Un avertissement aux ennemis d’Israël

Outre le fait qu’il pourrait faire progresser un accord de cessez-le-feu à long terme avec les groupes terroristes de Gaza, l’assassinat d’Abou al-Ata sert également d’avertissement aux autres ennemis d’Israël dans la bande de Gaza et plus loin encore.

Abou al-Ata a été tué par une frappe aérienne précise contre la planque où il se cachait avec sa femme. Selon plusieurs organes de presse arabes, dans les moments qui ont précédé l’attaque, un petit drone de reconnaissance a survolé le bâtiment pour s’assurer que le chef terroriste était bien là.

Les missiles utilisés lors de l’attaque n’ont détruit que l’étage où il se trouvait, laissant le reste du bâtiment intact, faisant preuve d’une précision impressionnante.

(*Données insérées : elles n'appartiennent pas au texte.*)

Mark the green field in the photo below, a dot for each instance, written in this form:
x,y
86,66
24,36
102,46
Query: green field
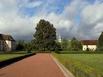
x,y
84,62
4,57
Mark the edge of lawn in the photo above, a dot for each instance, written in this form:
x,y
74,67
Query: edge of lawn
x,y
15,59
77,68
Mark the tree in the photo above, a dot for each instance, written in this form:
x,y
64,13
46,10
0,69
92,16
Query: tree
x,y
65,44
100,42
75,44
20,45
45,36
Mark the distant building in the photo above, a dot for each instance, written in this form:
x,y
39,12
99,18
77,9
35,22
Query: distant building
x,y
7,43
89,44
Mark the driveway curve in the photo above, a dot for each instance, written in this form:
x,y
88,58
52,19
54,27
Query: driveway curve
x,y
40,65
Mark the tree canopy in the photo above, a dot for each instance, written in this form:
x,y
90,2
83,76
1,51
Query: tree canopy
x,y
45,36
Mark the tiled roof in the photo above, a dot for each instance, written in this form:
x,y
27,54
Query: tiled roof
x,y
89,42
6,37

La maison du commandant du Jihad islamique palestinien Baha Abu Al-Ata après avoir été frappée lors d’un raid israélien dans la ville de Gaza, le 12 novembre 2019. (Hassan Jedi/Flash90)

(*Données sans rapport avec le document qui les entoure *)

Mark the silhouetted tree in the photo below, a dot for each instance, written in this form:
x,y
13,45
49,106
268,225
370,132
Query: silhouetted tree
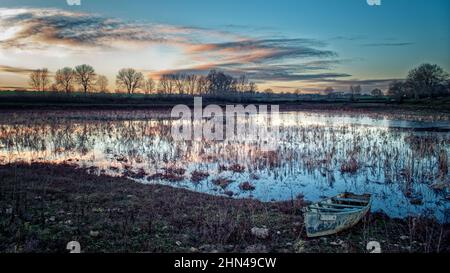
x,y
397,90
150,86
39,79
377,92
355,91
328,91
426,80
65,79
167,84
130,79
219,82
253,88
85,77
102,84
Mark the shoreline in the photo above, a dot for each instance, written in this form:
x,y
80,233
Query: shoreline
x,y
44,206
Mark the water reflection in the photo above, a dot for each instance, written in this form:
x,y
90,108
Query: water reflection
x,y
318,155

En outre, presque au même moment où Abou al-Ata et sa femme ont été tués, un autre haut responsable terroriste, Akram al-Ajouri, a été pris pour cible lors d’une frappe aérienne en Syrie qui a été attribuée à Israël. Les responsables israéliens ont refusé de se prononcer sur la question.

« C’était un superbe exploit de renseignement et opérationnel. Il faut que les organisations terroristes comprennent que la décapitation de leurs dirigeants est à la portée d’Israël », a écrit Yadlin, qui dirige actuellement l’Institute for National Security Studies de l’Université de Tel Aviv.

Pourquoi maintenant ?

Bien que la mort d’Abou al-Ata soit l’occasion pour Israël d’essayer de parvenir à un cessez-le-feu stable avec le Hamas et les groupes terroristes dans la bande de Gaza et semble avoir été autorisée en raison des plans présumés du chef terroriste de mener une autre attaque imminente contre Israël, le moment de cet événement demeure quelque peu suspect.

Le Premier ministre Benjamin Netanyahu quitte la scène lors d’une campagne à Ashdod en raison de sirènes d’alerte à la roquette, le 10 septembre 2019. (Crédit : capture d’écran Twitter)

Le porte-parole de Tsahal, Hidai Zilberman, a déclaré mercredi à la presse qu’Abou al-Ata orchestrait des attaques depuis presque un an et était résolument dans le collimateur de l’armée israélienne depuis juin au moins.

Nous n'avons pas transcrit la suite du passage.